At $n = 5$, the sampling distribution may still show some hint of the bimodal shape or appear somewhat flat/wide, since small samples can still land mostly in one group or the other. By $n = 30$, the two peaks have completely merged into a single bell-shaped distribution centered around the overall mean of $8$. The CLT has turned a two-humped population into a single normal-looking sampling distribution.

d) Compute the standard deviation of your 10,000 population observations from part (a).

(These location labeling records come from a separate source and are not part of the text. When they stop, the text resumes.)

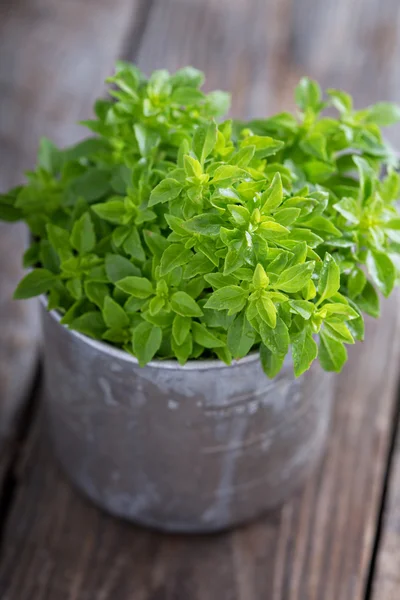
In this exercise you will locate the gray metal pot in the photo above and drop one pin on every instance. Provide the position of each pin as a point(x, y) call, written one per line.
point(193, 449)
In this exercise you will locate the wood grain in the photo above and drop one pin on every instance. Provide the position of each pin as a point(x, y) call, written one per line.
point(319, 545)
point(387, 578)
point(58, 546)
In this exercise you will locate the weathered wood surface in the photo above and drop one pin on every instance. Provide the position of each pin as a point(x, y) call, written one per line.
point(54, 57)
point(319, 545)
point(387, 578)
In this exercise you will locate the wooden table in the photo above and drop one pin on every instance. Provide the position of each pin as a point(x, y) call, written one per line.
point(339, 538)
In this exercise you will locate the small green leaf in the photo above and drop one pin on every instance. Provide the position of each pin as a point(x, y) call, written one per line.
point(277, 338)
point(241, 336)
point(295, 278)
point(204, 140)
point(382, 271)
point(304, 351)
point(146, 340)
point(112, 211)
point(308, 95)
point(383, 114)
point(181, 328)
point(329, 279)
point(270, 362)
point(174, 256)
point(206, 224)
point(228, 174)
point(39, 281)
point(332, 353)
point(266, 310)
point(303, 308)
point(232, 298)
point(356, 282)
point(83, 237)
point(90, 323)
point(273, 196)
point(264, 145)
point(166, 190)
point(139, 287)
point(202, 336)
point(184, 305)
point(118, 267)
point(260, 278)
point(368, 300)
point(114, 315)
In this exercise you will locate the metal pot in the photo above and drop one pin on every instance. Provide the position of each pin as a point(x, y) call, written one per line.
point(197, 448)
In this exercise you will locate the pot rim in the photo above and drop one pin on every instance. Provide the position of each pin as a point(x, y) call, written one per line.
point(117, 353)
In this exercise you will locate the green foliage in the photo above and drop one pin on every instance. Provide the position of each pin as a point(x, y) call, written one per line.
point(173, 235)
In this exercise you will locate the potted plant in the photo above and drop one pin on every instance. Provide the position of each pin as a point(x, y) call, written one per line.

Use this as $\sigma$. Then compare the standard deviation of your sample means (for $n = 5$ and $n = 30$) to the theoretical standard error $\sigma / \sqrt{n}$.

In [None]:
sigma_bi = np.std(population_bimodal)
print(f'Population SD (from 10,000 draws): {sigma_bi:.4f}')
print()
print(f'SD of sample means (n=5):  {np.std(sample_means_bi_5):.4f}  |  Theoretical SE: {sigma_bi / np.sqrt(5):.4f}')
print(f'SD of sample means (n=30): {np.std(sample_means_bi_30):.4f}  |  Theoretical SE: {sigma_bi / np.sqrt(30):.4f}')

The population standard deviation is approximately $4.3$ (driven largely by the $8$-dollar gap between the two group means). The simulated standard deviations of the sample means are close to the theoretical standard errors $\sigma/\sqrt{5} \approx 1.9$ and $\sigma/\sqrt{30} \approx 0.78$. The formula works here too.

e) Across all three questions, you started with a normal population, a skewed population, and a bimodal population. What happened to the sampling distribution of the mean in each case as $n$ increased? What does this tell you about the generality of the Central Limit Theorem?

In all three cases, the sampling distribution of the mean became more bell-shaped and tighter as $n$ increased:

- **Normal population (Q1):** The sampling distribution was already normal at every sample size, but the spread shrank with larger $n$.
- **Skewed population (Q2):** The skew in the sampling distribution diminished as $n$ grew, and by $n = 30$ it looked approximately normal.
- **Bimodal population (Q3):** The two peaks merged into a single bell curve as $n$ grew, and by $n = 30$ the bimodal shape had disappeared entirely.

In every case, the standard deviation of the sample means matched the theoretical standard error $\sigma/\sqrt{n}$. This demonstrates the generality of the CLT: no matter what the population looks like — symmetric, skewed, or bimodal — the distribution of $\bar{x}$ converges to a normal distribution centered on $\mu$ with standard deviation $\sigma/\sqrt{n}$ as the sample size increases.